Su cerebro estaba activo, pero parecía no querer obedecerle. “Deja que me mueva” repetía, mientras comprobaba asustada que era incapaz de retornar desde donde quiera que estuviese.
El hijo adolescente al regresar del centro de educación media, se encontró a la madre aparentemente dormida. Tras varios intentos de despertarla sin éxito, llamó a los servicios de urgencias.
“¡No estoy muerta, hijo mío!¡qué no te engañe el inepto ese!” gritó desesperada sin que por su boca saliera palabra alguna.
“¡Hijo de la gran chingada!, ¡haz de una puñetera vez tu trabajo, comprueba que respiro!” mientras por todos los medios intentaba infligir movimiento a alguna parte del cuerpo sin conseguirlo.
“¡Solo estaba cansada!” se decía, puede que también anduviera un poco deprimida por el estrés al que las últimas semanas había sido sometida en el trabajo y otras cosas que no quería recordar y que sin embargo, en el fondo de todo, siempre estaban ahí doliendo hasta torturar.
“¡Pero no quería morir, quiero volver!”, así estuvo horas interminables sin que nada sucediera.
Ya en la caja, escuchó desfilar uno tras otro a familiares, conocidos y vecinos. Apreció los gestos de dolor verdadero en la profundidad de sus lamentos, detestando la comicidad de aquellos que la maltrataron y utilizaron sin piedad durante tantos años.

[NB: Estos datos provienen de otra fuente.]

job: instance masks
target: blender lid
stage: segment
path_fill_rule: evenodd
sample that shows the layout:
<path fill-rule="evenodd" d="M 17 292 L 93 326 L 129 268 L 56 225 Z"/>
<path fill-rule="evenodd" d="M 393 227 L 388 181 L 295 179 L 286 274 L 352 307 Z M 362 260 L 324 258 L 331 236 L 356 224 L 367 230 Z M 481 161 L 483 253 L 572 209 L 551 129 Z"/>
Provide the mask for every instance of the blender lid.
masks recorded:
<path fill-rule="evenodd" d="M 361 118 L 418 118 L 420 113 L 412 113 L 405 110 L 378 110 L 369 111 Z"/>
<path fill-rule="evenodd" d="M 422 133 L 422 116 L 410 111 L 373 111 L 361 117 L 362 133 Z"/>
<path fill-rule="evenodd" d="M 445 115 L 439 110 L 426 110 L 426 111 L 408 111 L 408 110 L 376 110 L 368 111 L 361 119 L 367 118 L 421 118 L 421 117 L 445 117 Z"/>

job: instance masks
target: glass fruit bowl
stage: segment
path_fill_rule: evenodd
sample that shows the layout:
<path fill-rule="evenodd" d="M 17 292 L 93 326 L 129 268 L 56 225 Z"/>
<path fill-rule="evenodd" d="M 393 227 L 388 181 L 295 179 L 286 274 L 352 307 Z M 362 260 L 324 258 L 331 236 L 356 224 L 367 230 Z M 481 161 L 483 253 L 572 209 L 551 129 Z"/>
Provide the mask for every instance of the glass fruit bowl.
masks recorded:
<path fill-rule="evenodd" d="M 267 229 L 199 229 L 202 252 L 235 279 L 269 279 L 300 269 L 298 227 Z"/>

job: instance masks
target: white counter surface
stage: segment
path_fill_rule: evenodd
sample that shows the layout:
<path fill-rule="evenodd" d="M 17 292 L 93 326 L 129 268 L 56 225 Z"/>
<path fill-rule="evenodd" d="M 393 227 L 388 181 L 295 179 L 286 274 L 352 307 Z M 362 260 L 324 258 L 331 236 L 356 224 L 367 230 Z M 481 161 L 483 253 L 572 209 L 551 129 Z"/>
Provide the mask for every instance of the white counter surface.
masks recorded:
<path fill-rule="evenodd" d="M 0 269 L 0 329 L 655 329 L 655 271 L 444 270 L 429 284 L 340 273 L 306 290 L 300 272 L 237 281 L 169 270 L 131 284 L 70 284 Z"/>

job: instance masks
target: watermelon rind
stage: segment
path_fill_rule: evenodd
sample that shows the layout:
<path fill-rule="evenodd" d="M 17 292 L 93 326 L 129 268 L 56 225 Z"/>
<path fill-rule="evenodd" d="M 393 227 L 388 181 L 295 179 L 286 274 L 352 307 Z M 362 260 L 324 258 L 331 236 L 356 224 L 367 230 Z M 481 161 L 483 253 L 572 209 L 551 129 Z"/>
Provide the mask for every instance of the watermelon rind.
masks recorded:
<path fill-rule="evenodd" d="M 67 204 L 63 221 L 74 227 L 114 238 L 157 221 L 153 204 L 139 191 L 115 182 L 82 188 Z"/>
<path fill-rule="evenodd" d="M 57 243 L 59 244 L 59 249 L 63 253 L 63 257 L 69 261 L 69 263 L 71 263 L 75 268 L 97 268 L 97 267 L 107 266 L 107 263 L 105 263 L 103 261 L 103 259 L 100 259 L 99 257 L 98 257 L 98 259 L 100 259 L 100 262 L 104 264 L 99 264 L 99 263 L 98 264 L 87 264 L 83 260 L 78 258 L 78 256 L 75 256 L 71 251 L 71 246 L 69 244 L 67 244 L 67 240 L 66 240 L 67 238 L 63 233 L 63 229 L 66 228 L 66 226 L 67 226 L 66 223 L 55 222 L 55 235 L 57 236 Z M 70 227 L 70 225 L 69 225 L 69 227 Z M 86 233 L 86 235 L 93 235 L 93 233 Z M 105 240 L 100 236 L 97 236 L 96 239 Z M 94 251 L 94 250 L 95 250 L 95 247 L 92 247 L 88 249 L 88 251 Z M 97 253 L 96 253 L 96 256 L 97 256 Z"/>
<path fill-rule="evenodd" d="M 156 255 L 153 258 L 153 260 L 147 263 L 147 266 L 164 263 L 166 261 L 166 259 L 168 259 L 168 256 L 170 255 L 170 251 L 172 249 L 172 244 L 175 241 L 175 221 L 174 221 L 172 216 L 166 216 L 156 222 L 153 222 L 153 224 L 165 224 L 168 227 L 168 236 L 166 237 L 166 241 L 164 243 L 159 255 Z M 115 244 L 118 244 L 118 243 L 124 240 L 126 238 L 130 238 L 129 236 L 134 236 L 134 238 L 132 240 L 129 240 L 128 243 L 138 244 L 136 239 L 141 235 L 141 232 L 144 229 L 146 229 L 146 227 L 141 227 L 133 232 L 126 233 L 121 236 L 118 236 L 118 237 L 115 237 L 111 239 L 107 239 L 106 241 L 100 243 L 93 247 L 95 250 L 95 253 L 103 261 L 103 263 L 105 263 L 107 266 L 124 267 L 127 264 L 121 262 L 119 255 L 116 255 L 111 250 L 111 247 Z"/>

“¡Descansa en paz amor mío!”, le susurró mientras la besaba el único hombre al que había amado en silencio toda su vida, su compañero de trabajo.
“¡Ahora me lo dice!¡ahora!”, ella intuía algo, los cruces de miradas eran prolongados, las muestras de cariño evidentes, pero jamás se dijeron nada. “He soñado contigo cada noche, he deseado escuchar estas palabras de tu boca toda mi vida y he tenido que ¿morirme?, para oírtelas decir” seguía dudando de su estado. “Tal vez me haya muerto de verdad, como nunca antes lo he hecho y nadie me ha contado lo que se siente, tal vez esto sea morir”.
La hora final se acercaba, le resultaba terrorífica la idea de verse encerrada y enterrada sin poder remediarlo. Eso suponía un castigo cruel, el más cruel de todos, no lo había peor, porque ella era consciente de todo.
No era consuelo morir el día de los muertos, aun viviendo en México “morir era morir” se dijo, “da igual la edad, el dinero que tengas o la puñetera vida que lleves, en realidad uno nunca quiere morirse, nadie quiere morirse”.
La tapa calló suavemente, notó los sollozos desconsolados de su hijo, esto la destrozó por completo, poco importaba ya nada, ni siquiera la duda que hasta ahora la atormentaba. El estruendo de la tierra al golpear sobre el ataúd produjo en ella una pequeña convulsión, notó un pequeño temblor en un párpado.